The young woman at the tall reception desk in the NIH lobby watched as the lithe, good-looking guy in his mid-twenties walked toward her. He wore a U.S. Army uniform with first lieutenant bars and had blond hair and blue eyes. He moved with enormous energy and confidence.

Seated at a small desk to the right of the receptionist station was a uniformed policeman—half-listening to a radio news bulletin about what was being described as a train derailment in Oklahoma earlier in the day—and two other cops standing guard by the elevators. They watched the soldier, too.

“My name is Fulmar,” the Army lieutenant said to the receptionist. “Captain Douglass is expecting me.”

She consulted a typewritten list.

“May I see some identification, please?”

Fulmar produced the identity card issued by the Adjutant General’s Office, U.S. Army, that said he was “FULMAR, Eric, 1st Lt., Infantry, Army of the United States.”

After she carefully studied it and studied him and smiled, she produced a cardboard VISITOR badge. Fulmar thought that that was curious; he was in the OSS, not just a regular visitor to the Washington office, and thought that the list she had checked would have somehow reflected his status.

Then he noticed there was no signage—no indication whatsoever—of the OSS and decided the standardized badge was part of the anonymity, and thus nothing more than some standard operating procedure, and attached it to his tunic using the alligator clip on the back.

One of the guards at the elevators approached the desk.

“Please show the lieutenant to Captain Douglass’s office,” the receptionist said to the guard.

“This way, sir,” the guard said.

They took the elevator up three floors, then walked all the way down a long hallway. At the end was a doorway with a little sign labeled DIRECTOR. A police guard was posted outside. He was sitting in a folding metal chair reading the Washington Star.

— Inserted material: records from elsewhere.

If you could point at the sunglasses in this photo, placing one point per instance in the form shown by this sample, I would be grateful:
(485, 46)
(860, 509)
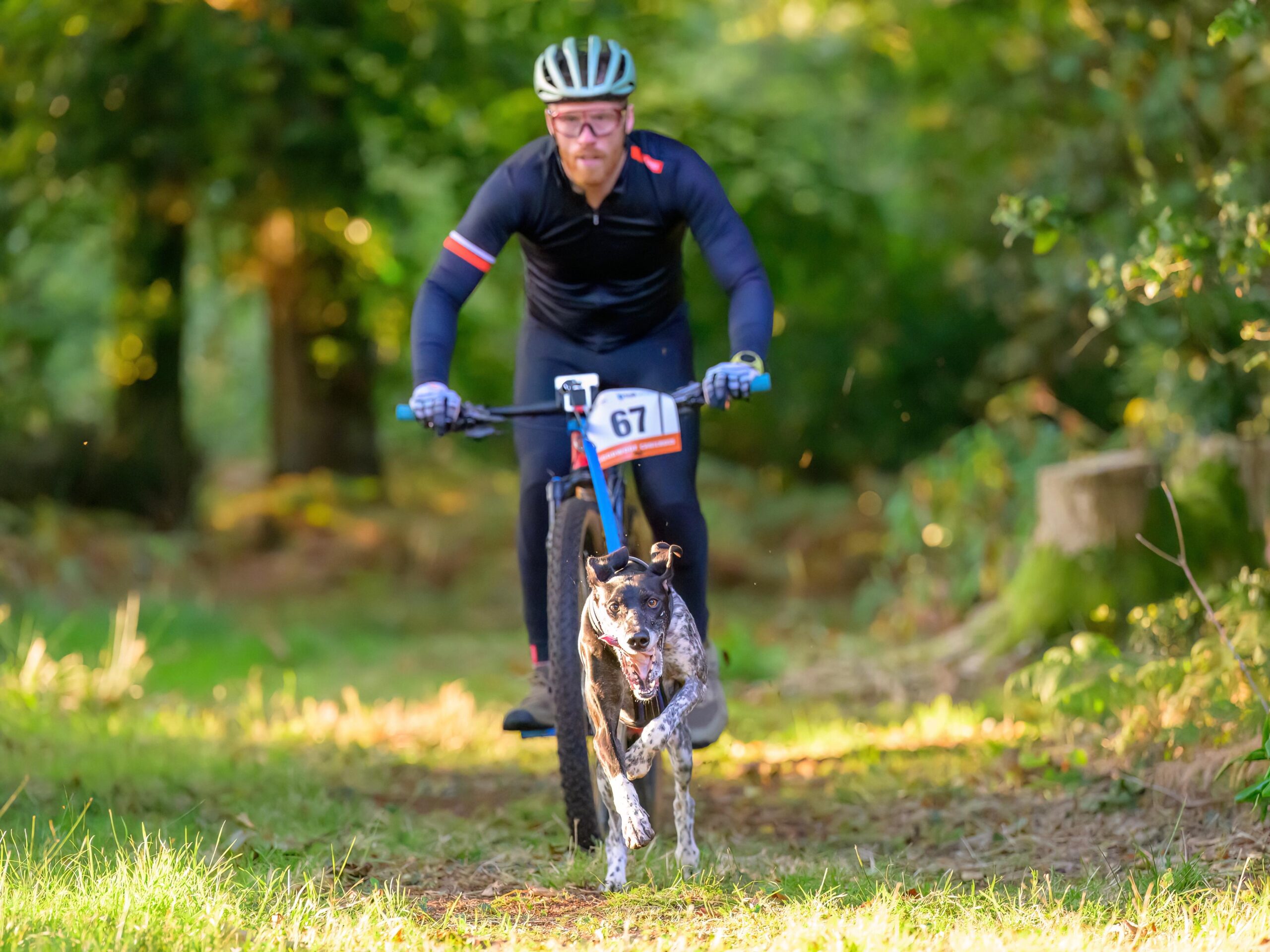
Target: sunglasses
(602, 122)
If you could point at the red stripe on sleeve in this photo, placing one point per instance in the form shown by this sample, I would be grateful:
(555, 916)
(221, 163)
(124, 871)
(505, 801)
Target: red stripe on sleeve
(474, 261)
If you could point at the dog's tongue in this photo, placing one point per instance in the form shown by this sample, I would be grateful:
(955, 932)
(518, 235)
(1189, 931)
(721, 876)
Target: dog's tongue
(643, 665)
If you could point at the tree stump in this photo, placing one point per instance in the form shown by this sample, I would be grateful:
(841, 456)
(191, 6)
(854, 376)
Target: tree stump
(1094, 502)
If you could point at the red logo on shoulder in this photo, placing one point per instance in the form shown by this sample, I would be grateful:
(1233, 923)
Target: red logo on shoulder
(654, 166)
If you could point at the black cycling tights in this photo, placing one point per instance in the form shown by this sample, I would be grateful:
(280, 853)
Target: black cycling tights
(667, 484)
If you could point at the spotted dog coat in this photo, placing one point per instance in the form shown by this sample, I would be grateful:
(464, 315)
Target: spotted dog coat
(635, 631)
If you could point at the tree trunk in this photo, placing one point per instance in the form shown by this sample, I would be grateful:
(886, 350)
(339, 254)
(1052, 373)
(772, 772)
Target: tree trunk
(145, 464)
(320, 361)
(1094, 502)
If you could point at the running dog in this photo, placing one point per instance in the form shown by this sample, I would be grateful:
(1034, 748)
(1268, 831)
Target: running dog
(635, 633)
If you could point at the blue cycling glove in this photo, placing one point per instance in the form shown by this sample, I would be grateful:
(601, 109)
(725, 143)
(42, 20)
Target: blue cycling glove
(435, 404)
(732, 380)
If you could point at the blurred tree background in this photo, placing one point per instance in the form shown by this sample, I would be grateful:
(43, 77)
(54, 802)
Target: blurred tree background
(999, 235)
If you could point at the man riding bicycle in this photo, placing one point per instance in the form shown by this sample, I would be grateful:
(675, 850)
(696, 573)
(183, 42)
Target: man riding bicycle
(601, 209)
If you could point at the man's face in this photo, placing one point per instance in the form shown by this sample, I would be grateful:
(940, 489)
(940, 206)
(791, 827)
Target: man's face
(593, 154)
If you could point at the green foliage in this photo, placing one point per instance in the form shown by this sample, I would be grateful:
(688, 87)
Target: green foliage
(1162, 676)
(1235, 21)
(745, 659)
(1086, 678)
(1053, 592)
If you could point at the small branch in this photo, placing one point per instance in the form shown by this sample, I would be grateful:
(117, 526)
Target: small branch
(1180, 561)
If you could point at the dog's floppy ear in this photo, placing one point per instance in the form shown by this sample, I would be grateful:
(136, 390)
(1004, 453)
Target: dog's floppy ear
(661, 561)
(601, 569)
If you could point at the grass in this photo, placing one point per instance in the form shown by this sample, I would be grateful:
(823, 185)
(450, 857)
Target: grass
(248, 781)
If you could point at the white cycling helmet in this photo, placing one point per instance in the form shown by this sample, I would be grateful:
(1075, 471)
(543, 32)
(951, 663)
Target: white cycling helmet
(605, 71)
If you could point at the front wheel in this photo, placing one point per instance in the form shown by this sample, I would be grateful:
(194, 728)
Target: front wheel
(575, 534)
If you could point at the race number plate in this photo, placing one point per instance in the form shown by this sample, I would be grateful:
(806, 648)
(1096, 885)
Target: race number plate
(632, 424)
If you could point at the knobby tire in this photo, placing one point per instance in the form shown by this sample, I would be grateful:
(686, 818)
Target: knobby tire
(577, 526)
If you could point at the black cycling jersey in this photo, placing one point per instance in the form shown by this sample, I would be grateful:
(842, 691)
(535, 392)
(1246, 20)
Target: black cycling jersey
(602, 277)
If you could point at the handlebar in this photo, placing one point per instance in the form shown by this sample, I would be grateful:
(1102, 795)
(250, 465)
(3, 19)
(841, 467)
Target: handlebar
(478, 419)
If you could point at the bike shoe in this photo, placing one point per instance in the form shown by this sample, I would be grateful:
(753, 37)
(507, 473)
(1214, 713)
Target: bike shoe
(708, 720)
(536, 711)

The two policemen acknowledged one another, and Fulmar followed the first through the door and into an outer office that had a small army of female clerks. One was older and gray-haired, at a basic wooden desk with a black phone and a nameplate that read A. FISHBURNE, and was apparently in charge. Two younger women were standing at a pushcart stacked with papers and file folders and working with quiet efficiency to feed a huge bank of file cabinets. Three other young women noisily clacked away at typewriters, presumably generating more work for the women at the file cabinets.